On the submit side, the file is placed in the job's initial working
directory and it is named using the base name of the original path.
For example, path/to/output_file becomes output_file
in the job's initial working directory. The name and path of the
file that is written on the submit side may be modified by using
transfer_output_remaps.
- The condor_shared_port daemon is now supported on Windows platforms.
- Jobs can now by submitted to multiple EC2 servers via the amazon
grid type. The server's URL must be specified via the grid_resource
submit description file command for each job.
See section 5.3.7 for details.
- The grid universe's amazon grid type can now be used to submit
virtual machine jobs to Eucalyptus systems via the EC2 interface.
- condor_q now uses the queue-management API's projection feature when
used with -run, -hold, -goodput, -cputime,
-currentrun, and -io options when called with no display options
or with -format.
- Decreased the CPU utilization of condor_dagman when it is
submitting ready jobs into Condor.
- condor_dagman now logs the number of queued jobs in the DAG
that are on hold,
as part of the DAG status message in the dagman.out file.
- condor_dagman now logs a note in the dagman.out file
when the condor_submit_dag and condor_dagman versions differ,
even if the difference is permissible.
- Added the capability for condor_dagman to create and periodically
rewrite a file that lists the status of all nodes within a DAG.
Alternatively, the file may be continually updated as the DAG runs.
See section 2.10.10 for details.
- The condor_schedd daemon now uses a better algorithm for
determining which flocking level is being negotiated. No special
configuration is required for the new algorithm to work. In the
past, the algorithm depended on DNS and the
configuration variables NEGOTIATOR_HOST and
FLOCK_NEGOTIATOR_HOSTS. In some networking environments,
such as that of a multi-homed central manager, it was difficult to
configure things correctly. When wrongly configured, negotiation
would be aborted with the message, Unknown negotiator. The new
algorithm is only used when the condor_negotiator is version 7.5.4 or
newer. Of course, the condor_schedd daemon must still be configured to
authorize the condor_negotiator daemon at the NEGOTIATOR
authorization level.
- condor_advertise has a new option, -multiple, which
allows multiple ClassAds to be published. This is more efficient than
publishing each ClassAd in a separate invocation of condor_advertise.

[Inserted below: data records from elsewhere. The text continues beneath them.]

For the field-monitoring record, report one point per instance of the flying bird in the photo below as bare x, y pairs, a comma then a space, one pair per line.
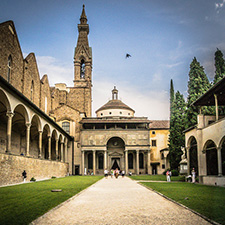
128, 55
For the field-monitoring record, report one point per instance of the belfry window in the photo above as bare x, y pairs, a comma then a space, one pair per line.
9, 65
66, 127
32, 91
82, 69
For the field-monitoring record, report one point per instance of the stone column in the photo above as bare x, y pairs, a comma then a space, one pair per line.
126, 161
82, 162
94, 166
56, 149
148, 162
105, 159
9, 131
62, 160
40, 144
28, 125
66, 151
137, 162
49, 147
219, 158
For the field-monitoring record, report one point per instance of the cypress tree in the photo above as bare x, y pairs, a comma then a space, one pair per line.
198, 84
171, 95
177, 125
219, 66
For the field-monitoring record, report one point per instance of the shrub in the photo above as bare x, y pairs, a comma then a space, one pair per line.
33, 179
174, 173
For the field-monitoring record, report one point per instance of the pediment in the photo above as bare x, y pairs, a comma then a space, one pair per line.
82, 51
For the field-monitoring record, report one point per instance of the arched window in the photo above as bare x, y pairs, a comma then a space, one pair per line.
66, 127
9, 65
82, 69
100, 161
90, 161
141, 161
130, 161
32, 91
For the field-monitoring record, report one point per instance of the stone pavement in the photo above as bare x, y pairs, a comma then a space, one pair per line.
119, 201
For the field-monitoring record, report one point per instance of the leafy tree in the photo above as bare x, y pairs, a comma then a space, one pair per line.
219, 66
171, 95
177, 125
198, 84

- The condor_job_router is no longer restricted to routing only vanilla
universe jobs. It also now automatically avoids recursively routing jobs.
- The condor_schedd now writes the submit event to the user job log.
Previously, condor_submit wrote the event.
- The condor_schedd daemon now scales better when there are many
job auto clusters.
- The condor_q command with option -run, -hold,
-goodput, -cputime, -currentrun or -io
is now much more efficient in its communication with the condor_schedd.
Configuration Variable and ClassAd Attribute Additions and Changes:
- The new configuration variable SOAP_SSL_SKIP_HOST_CHECK
can be used to disable the standard check that a SOAP server's host name
matches the host name in its X.509 certificate. This is useful when submitting
grid type amazon jobs to Eucalyptus servers, which often have certificates
with a host name of localhost.
- Added default values for <SUBSYS>_LOG configuration variables.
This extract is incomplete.